What are the details?
On July 1, 2021, the VOWA went into effect, significantly deviating the state’s overtime pay laws from its long-standing reliance on the standards set forth in the federal Fair Labor Standards Act (FLSA).
As a result of HB 1173, Virginia will return to the overtime standards under the FLSA. HB 1173 provides that any employer who violates the state’s overtime pay requirements “shall be liable to the employee for the applicable remedies, damages, or other relief available under the FLSA.”
Although Virginia’s recent overtime amendments largely align its overtime obligations with the federal FLSA, employers should be aware of certain differences.
- First, the new amendments preserve employees’ private right of action under the state’s 2020 amendments to the Wage Payment Act, Va. Code § 40.1-29, which granted employees access to state courts to bring their individual or collective action claims for unpaid wages, including overtime. This avenue is in addition to employees’ private right of action under the FLSA.

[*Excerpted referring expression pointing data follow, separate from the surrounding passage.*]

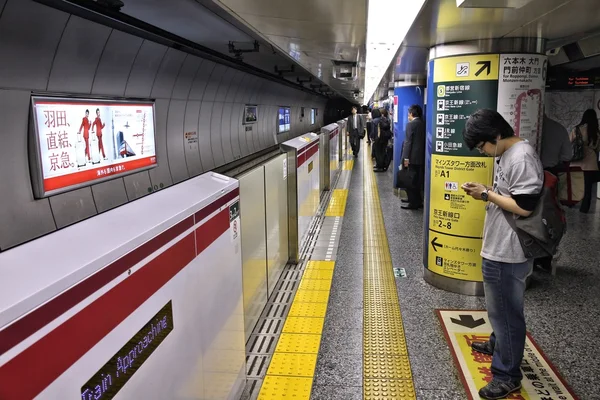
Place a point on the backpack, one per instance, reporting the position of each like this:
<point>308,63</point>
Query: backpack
<point>541,232</point>
<point>578,146</point>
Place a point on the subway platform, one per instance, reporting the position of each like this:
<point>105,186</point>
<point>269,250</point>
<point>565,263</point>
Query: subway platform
<point>355,319</point>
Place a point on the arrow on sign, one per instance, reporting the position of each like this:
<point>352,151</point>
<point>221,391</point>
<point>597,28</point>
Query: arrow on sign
<point>435,244</point>
<point>468,321</point>
<point>484,65</point>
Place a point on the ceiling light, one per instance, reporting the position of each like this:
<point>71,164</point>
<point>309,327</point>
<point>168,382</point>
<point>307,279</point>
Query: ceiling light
<point>387,25</point>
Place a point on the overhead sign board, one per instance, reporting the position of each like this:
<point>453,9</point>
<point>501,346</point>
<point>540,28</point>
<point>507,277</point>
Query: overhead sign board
<point>79,142</point>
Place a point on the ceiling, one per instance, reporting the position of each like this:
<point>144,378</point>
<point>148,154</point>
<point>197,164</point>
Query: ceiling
<point>308,34</point>
<point>441,21</point>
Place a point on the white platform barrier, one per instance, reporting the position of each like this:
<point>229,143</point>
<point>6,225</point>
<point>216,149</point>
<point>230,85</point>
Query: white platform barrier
<point>141,302</point>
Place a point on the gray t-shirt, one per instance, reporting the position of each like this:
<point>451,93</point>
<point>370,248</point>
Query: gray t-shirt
<point>518,171</point>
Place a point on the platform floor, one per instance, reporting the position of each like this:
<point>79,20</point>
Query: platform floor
<point>562,311</point>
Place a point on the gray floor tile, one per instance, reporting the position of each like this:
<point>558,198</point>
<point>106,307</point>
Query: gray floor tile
<point>331,392</point>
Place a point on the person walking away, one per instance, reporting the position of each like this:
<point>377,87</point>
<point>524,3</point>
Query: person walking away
<point>517,187</point>
<point>355,130</point>
<point>382,137</point>
<point>555,154</point>
<point>588,133</point>
<point>413,155</point>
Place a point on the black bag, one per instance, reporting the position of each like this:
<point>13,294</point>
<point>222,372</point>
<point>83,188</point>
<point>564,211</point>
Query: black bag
<point>406,178</point>
<point>578,146</point>
<point>541,232</point>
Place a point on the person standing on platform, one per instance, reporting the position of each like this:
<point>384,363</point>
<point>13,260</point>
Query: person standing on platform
<point>517,187</point>
<point>356,129</point>
<point>382,136</point>
<point>590,134</point>
<point>556,154</point>
<point>413,155</point>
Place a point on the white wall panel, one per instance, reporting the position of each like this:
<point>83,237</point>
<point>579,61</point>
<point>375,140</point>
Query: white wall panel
<point>236,127</point>
<point>206,156</point>
<point>116,63</point>
<point>225,85</point>
<point>175,147</point>
<point>201,80</point>
<point>109,194</point>
<point>160,177</point>
<point>183,85</point>
<point>138,185</point>
<point>71,207</point>
<point>77,56</point>
<point>29,35</point>
<point>214,81</point>
<point>144,69</point>
<point>21,217</point>
<point>226,132</point>
<point>167,74</point>
<point>192,151</point>
<point>215,134</point>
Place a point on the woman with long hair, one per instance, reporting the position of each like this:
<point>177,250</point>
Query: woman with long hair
<point>590,134</point>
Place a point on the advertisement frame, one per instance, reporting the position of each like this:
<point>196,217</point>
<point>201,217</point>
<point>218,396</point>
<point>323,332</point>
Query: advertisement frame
<point>34,145</point>
<point>246,106</point>
<point>277,121</point>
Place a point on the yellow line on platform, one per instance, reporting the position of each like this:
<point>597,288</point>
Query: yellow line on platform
<point>386,367</point>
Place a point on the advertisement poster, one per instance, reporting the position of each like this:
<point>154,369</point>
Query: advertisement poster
<point>521,87</point>
<point>462,85</point>
<point>250,114</point>
<point>284,124</point>
<point>81,141</point>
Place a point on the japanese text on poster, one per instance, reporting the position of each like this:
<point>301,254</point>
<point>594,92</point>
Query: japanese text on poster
<point>521,88</point>
<point>83,141</point>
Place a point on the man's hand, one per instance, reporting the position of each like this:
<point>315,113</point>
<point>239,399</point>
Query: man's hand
<point>474,189</point>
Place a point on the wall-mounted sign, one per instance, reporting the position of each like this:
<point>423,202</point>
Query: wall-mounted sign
<point>283,120</point>
<point>106,383</point>
<point>250,114</point>
<point>78,142</point>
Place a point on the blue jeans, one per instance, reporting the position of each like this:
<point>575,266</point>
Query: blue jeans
<point>504,286</point>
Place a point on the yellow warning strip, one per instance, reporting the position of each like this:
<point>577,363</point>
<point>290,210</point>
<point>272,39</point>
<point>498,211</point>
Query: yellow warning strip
<point>386,372</point>
<point>291,371</point>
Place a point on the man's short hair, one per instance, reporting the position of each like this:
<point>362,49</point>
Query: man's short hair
<point>486,125</point>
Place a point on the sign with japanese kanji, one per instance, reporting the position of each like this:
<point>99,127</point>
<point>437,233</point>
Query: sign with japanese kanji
<point>521,88</point>
<point>79,142</point>
<point>541,381</point>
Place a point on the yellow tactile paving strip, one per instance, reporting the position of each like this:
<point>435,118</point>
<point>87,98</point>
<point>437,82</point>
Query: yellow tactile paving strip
<point>291,371</point>
<point>386,367</point>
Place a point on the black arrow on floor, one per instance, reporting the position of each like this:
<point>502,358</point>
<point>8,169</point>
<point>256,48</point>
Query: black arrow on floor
<point>484,65</point>
<point>468,321</point>
<point>435,244</point>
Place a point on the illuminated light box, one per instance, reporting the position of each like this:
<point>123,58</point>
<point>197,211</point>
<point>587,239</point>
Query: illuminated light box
<point>113,375</point>
<point>283,120</point>
<point>78,142</point>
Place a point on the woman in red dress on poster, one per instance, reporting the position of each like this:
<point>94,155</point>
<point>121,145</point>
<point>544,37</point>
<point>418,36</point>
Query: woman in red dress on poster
<point>98,126</point>
<point>86,125</point>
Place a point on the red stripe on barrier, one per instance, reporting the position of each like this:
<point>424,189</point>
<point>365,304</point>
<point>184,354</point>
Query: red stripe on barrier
<point>32,370</point>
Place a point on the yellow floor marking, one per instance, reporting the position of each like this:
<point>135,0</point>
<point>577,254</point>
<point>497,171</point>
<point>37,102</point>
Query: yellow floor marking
<point>298,343</point>
<point>291,371</point>
<point>386,367</point>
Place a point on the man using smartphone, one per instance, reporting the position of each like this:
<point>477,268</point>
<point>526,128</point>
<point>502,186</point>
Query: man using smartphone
<point>518,182</point>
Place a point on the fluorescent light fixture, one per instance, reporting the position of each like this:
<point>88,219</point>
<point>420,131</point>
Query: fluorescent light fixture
<point>387,26</point>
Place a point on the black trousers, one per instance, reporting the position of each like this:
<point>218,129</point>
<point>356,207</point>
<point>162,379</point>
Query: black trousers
<point>589,177</point>
<point>355,142</point>
<point>414,194</point>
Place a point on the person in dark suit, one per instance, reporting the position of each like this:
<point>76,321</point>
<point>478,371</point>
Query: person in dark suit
<point>413,155</point>
<point>356,130</point>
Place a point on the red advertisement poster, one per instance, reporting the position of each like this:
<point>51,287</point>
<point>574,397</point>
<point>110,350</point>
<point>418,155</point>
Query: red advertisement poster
<point>80,142</point>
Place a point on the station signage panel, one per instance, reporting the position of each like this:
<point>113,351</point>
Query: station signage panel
<point>78,142</point>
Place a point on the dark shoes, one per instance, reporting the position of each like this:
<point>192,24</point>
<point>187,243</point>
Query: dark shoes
<point>483,348</point>
<point>498,389</point>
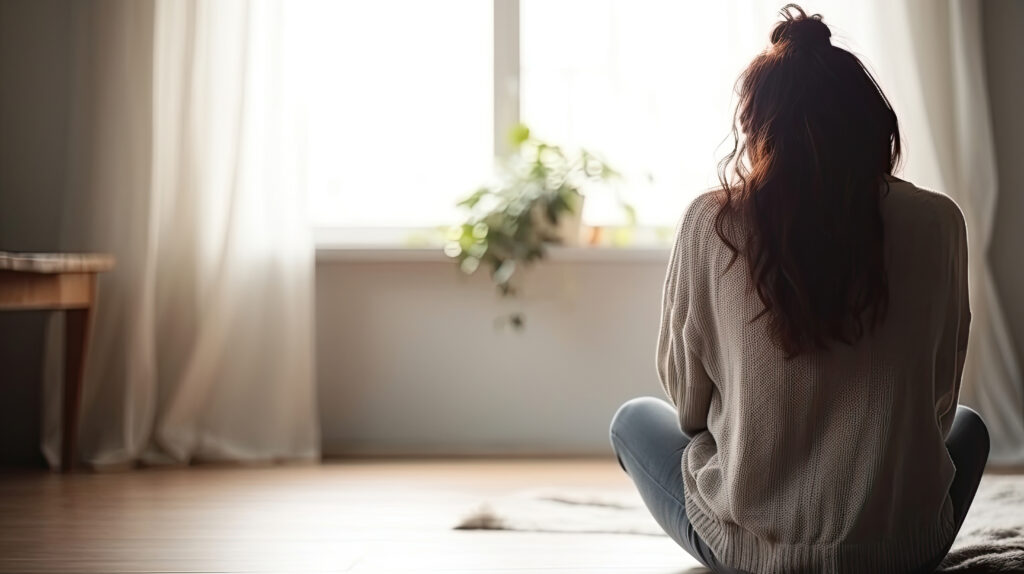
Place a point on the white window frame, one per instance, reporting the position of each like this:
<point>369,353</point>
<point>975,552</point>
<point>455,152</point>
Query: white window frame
<point>336,243</point>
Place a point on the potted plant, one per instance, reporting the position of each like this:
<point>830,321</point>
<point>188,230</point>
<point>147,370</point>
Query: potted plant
<point>535,202</point>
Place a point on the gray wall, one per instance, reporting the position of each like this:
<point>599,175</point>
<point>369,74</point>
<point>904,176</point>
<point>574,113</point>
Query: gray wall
<point>1004,20</point>
<point>35,79</point>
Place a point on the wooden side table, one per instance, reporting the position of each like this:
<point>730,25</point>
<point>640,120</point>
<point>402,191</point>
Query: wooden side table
<point>67,282</point>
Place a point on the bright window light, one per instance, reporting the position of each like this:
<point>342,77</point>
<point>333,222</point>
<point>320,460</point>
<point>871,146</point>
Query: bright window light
<point>401,101</point>
<point>399,108</point>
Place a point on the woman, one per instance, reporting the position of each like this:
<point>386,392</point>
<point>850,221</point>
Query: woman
<point>814,328</point>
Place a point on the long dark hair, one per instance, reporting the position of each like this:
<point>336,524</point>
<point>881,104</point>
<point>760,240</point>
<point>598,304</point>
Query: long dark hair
<point>805,182</point>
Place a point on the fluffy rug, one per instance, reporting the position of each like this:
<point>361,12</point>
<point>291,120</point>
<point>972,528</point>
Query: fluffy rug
<point>991,539</point>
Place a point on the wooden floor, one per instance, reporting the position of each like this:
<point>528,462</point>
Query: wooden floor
<point>365,517</point>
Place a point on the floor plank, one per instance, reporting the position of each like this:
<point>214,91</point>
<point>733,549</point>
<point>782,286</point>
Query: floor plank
<point>360,517</point>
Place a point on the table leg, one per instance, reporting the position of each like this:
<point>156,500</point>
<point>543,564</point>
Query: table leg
<point>76,344</point>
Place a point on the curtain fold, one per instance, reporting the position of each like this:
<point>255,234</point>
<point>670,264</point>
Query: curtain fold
<point>947,61</point>
<point>189,173</point>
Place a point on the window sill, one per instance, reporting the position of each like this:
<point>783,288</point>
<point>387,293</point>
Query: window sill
<point>424,246</point>
<point>390,254</point>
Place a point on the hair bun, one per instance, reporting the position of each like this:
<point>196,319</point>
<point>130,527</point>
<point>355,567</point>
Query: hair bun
<point>801,30</point>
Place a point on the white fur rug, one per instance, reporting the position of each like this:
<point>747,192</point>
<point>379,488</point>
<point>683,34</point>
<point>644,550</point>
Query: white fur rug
<point>991,539</point>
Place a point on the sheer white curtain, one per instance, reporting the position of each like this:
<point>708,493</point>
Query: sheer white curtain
<point>186,167</point>
<point>952,104</point>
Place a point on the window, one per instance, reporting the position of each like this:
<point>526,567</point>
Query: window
<point>408,115</point>
<point>399,114</point>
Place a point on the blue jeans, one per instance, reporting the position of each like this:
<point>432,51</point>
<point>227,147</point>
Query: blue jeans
<point>648,442</point>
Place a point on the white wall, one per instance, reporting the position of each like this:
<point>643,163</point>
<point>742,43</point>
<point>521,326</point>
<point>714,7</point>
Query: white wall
<point>410,359</point>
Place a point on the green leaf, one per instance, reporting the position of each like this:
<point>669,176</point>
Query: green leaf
<point>518,135</point>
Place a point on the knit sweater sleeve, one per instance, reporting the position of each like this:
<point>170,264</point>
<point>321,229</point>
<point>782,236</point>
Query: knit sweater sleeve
<point>679,347</point>
<point>958,317</point>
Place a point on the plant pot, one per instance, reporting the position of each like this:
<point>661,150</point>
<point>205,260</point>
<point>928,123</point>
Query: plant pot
<point>567,230</point>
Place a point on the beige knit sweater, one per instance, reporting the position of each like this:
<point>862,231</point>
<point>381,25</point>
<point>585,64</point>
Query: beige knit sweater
<point>832,461</point>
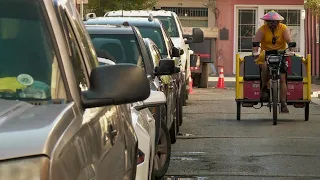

- Similarly, damages for overtime violations in Virginia are not necessarily limited to those available under the FLSA. The heightened damages and penalties authorized under the Wage Payment Act remain viable for overtime violations in the Commonwealth. This includes automatically liquidated damages equal to the amount of unpaid wages and prejudgment interest at 8% per year, as well as the possibility of civil penalties of $1,000 for each violation and treble damages for “knowing” violations.
- Unpaid overtime claims pursued under the Virginia Wage Payment Act can be commenced within three years (see Va. Code § 40.1-29(L)), as opposed to the normal two years under the FLSA (except in the case of a “willful” violation, where the FLSA similarly provides a three-year limitation period).
- Finally, the VOWA amendments disallow the exemption for derivative carriers, available under the FLSA, in the Commonwealth. A “derivative carrier” is a subsidiary or affiliate of an air carrier, within the meaning of Title II of the Railway Labor Act, that enjoys common ownership or control with the parent and whose employees perform work traditionally performed by airline employees.
HB 1173 will go into effect on July 1, 2022.
For more information, please see the links below:
What do employers need to do?
Employers should review the links provided above and prepare to make immediate changes to their overtime policies to comply with the FLSA. However, employers should also be aware that some rules from VOWA still apply.